The events of this past week revealed an ever-present and prevalent darkness in our nation. Racism. It’s been a reality since the beginning of time. People are always looking for ways to think they are superior to other people. Skin color has been one of the ways of superiority and distinction since the beginning of time. I say that not to minimize what happened in our nation this past week, but to put it in context. It’s also important to realize that the removal of a statue didn’t create a monster; it revealed a monster that for a time laid dormant and quiet.

On the evening of August 11, 2017 in Charlottesville, VA., several hundred white nationalists and white supremacists marched as part of a ‘Unite the Right’ rally at the University of Virginia. They chanted, “White lives matter,” “You will not replace us,” “Jews will not replace us,” and the Nazi-associated phrase “blood and soil.” The pictures are eerily similar to that of Klan rallies from our tainted past – torches and right hands raised, the only thing missing were the hoods. As I watched the events unfold, I was saddened, enraged, and grieved. I was reminded afresh of Jesus’ words to “love my enemies,” but I found that to be hardest when the people who were my enemies looked like me and were claiming to represent and advocate for me.

The prophet Micah confronts the nation of Israel – God’s chosen people – with their divine calling. In Micah 6:8 he wrote, “He has told you, O man, what is good; and what does the LORD require of you but to do justice, and to love kindness, and to walk humbly with your God?” It’s clear, God chose Israel so that they could be a people of justice, kindness, and humility – not superiority or supremacy. Not only that, but justice wasn’t given as an option to God’s people, it was given as a command, it was a requirement. It was a requirement of God’s people then and it is a requirement of God’s people now.

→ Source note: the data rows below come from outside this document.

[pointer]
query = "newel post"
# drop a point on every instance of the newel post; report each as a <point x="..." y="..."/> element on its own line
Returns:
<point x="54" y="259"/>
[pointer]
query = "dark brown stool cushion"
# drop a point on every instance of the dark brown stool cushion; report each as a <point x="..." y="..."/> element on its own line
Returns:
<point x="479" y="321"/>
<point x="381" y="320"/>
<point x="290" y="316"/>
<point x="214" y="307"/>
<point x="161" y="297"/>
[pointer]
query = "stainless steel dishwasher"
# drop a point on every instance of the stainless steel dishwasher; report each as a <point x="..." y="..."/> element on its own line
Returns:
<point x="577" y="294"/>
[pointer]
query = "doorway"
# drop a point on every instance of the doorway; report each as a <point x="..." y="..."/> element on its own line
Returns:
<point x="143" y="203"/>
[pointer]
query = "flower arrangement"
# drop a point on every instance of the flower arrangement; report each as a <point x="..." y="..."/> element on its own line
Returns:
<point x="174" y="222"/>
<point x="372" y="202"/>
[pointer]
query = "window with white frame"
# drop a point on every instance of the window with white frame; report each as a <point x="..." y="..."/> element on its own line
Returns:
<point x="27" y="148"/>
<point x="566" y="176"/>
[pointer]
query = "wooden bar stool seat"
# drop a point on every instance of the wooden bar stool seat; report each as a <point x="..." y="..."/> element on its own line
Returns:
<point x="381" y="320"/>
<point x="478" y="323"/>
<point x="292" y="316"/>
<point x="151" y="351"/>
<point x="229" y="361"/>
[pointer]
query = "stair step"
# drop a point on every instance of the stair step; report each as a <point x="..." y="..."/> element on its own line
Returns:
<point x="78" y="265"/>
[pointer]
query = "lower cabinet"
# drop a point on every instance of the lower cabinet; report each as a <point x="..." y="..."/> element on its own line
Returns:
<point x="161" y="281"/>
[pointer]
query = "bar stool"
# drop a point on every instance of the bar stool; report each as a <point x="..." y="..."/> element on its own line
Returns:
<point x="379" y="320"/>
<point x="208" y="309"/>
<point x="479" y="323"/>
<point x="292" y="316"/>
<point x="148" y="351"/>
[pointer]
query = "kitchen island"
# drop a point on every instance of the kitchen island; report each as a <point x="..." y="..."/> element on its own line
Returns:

What does it look like to be people who do justice? What does it look like in our day and time to be a prophetic voice that points to a better way and displays a more hopeful narrative? Well, on the morning after the initial march, a group of clergy organized a worship and prayer service. Standing opposite the growing group of white supremacists they declared their God loved people every tribe, tongue, and nation. Maybe it looks a little bit like that! As we dive into the topic of justice this week, ask the Lord to search you, challenge you, and lead you to “do justice.” Ask him to reveal blind spots (because we all have them) in your life and lead you in the way of life (Psalm 139:23-24).